I appeared on a Defense News TV panel alongside Michael O’Hanlon of the Brookings Institution and General Chuck Wald, U.S. Air Force (retired), to assess the military options available to the United States in wake of continuing gains by the Islamic State of Iraq and Syria (ISIS) against the Iraqi government. This comes on the heels of President Obama’s June 19 announcement that he will send up to the 300 military advisers to Iraq. As we discuss, there are several important considerations to bear in mind:
- The Sunni militias who have augmented ISIS’ ranks do not necessary share ISIS’ long-term objectives. Instead, they are the same groups who comprised the anti-extremist Sunni Awakening of 2006-07. The current ISIS force is operationally potent but not politically cohesive.
- One effective use of U.S. military advisers will be as leverage to influence Prime Minister Maliki and prompt faster sectarian conciliation. Currently, Iran carries much more influence in Iraq than the United States does.

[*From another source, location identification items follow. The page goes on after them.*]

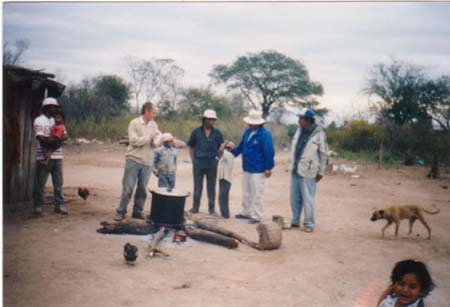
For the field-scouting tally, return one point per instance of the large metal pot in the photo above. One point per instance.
(167, 207)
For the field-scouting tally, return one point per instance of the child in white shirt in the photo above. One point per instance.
(224, 175)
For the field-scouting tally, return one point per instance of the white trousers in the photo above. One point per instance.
(252, 194)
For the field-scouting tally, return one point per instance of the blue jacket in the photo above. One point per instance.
(258, 152)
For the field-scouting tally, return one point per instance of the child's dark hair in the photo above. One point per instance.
(417, 268)
(60, 112)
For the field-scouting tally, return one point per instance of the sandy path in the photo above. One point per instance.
(62, 261)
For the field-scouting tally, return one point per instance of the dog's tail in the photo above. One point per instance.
(431, 212)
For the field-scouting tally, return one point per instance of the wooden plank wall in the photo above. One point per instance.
(21, 174)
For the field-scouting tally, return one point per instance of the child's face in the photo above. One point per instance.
(408, 289)
(58, 119)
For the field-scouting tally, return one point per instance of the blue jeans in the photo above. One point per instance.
(54, 167)
(303, 193)
(166, 180)
(204, 168)
(135, 173)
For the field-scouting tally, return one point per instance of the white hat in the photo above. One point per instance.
(210, 114)
(165, 137)
(254, 118)
(50, 102)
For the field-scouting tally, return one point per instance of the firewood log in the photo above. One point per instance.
(211, 237)
(270, 237)
(131, 228)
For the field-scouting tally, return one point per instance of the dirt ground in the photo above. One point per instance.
(61, 261)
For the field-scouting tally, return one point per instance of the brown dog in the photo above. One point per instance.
(394, 214)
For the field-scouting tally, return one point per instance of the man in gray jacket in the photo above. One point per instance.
(308, 162)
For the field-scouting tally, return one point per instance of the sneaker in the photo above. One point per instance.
(119, 217)
(37, 211)
(241, 216)
(138, 215)
(253, 221)
(61, 210)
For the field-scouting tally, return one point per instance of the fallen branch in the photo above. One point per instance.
(211, 237)
(269, 235)
(127, 228)
(158, 237)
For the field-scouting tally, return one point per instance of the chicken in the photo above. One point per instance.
(83, 192)
(130, 253)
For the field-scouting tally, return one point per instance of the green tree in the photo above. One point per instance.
(99, 97)
(399, 86)
(268, 79)
(13, 55)
(436, 99)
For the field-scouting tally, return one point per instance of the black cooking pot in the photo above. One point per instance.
(167, 207)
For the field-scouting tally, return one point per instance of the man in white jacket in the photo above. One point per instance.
(144, 136)
(308, 162)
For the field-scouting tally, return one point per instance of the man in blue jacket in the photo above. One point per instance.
(258, 154)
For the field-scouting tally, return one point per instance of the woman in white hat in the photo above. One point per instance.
(204, 144)
(258, 154)
(42, 126)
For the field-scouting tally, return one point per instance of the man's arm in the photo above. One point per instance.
(323, 156)
(191, 152)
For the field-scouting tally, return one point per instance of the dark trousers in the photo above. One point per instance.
(55, 169)
(224, 190)
(204, 168)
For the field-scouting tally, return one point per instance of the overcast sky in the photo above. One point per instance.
(338, 42)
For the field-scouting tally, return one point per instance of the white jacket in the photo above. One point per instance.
(314, 158)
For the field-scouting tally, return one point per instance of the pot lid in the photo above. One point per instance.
(173, 192)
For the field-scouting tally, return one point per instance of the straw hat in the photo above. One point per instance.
(307, 113)
(254, 118)
(50, 102)
(166, 137)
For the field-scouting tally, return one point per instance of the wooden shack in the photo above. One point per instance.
(23, 92)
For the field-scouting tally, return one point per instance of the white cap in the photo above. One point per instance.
(50, 102)
(210, 114)
(165, 137)
(254, 118)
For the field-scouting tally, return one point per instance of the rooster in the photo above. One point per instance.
(130, 253)
(83, 192)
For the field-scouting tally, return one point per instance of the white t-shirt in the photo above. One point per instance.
(42, 126)
(225, 167)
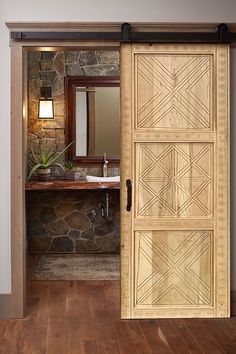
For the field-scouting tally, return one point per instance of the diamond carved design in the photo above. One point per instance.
(174, 91)
(174, 180)
(174, 268)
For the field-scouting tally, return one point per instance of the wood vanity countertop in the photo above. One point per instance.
(63, 184)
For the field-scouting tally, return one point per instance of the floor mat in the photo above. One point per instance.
(76, 267)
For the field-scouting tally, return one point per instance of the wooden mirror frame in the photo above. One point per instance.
(71, 82)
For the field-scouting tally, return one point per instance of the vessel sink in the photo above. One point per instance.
(102, 179)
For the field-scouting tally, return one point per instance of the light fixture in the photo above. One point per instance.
(46, 109)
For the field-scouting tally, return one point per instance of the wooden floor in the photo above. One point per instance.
(81, 317)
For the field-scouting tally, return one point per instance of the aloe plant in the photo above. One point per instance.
(46, 159)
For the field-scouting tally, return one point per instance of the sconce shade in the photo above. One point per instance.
(46, 109)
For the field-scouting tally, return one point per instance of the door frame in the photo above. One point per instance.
(18, 106)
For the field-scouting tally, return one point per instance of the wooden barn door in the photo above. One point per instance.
(175, 180)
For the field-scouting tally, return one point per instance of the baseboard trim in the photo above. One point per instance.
(5, 306)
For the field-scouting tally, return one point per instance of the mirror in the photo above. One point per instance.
(93, 119)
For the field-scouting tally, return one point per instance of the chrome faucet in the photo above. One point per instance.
(105, 165)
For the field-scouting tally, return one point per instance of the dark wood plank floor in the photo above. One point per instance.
(82, 317)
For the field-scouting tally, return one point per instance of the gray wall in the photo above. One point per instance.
(102, 10)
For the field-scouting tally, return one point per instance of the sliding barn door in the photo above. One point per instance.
(175, 181)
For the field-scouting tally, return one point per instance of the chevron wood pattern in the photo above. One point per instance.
(174, 179)
(175, 150)
(174, 91)
(174, 268)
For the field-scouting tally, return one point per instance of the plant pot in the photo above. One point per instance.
(44, 173)
(69, 174)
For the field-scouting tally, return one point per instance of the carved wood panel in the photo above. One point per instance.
(174, 180)
(173, 268)
(174, 91)
(175, 150)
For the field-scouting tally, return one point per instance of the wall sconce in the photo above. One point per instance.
(46, 107)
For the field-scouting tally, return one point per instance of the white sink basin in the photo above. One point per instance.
(102, 179)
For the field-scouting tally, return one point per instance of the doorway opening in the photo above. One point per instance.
(73, 232)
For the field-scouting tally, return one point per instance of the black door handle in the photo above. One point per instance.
(129, 194)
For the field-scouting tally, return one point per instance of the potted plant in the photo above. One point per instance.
(68, 169)
(46, 160)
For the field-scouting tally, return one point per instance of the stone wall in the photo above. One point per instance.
(71, 222)
(66, 221)
(50, 69)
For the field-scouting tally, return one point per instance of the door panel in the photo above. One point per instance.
(175, 239)
(174, 180)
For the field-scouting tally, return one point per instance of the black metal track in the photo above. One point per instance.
(126, 35)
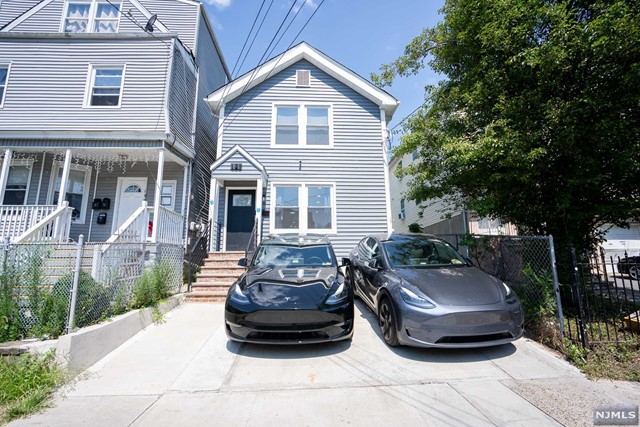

- A military counterinsurgency strategy is ineffective without corresponding political pressure on the host government. We have learned this lesson now in Iraq; we must apply it to Afghanistan if we would like our gains there to be lasting.
- Ultimately, there is no short term solution to the challenge in Iraq. The state must have an open government and independently administered ministries, most especially those of the Interior, Justice, and Defense. Serious political conversations must start and serious compromises must be struck. None of these things will happen in the short term.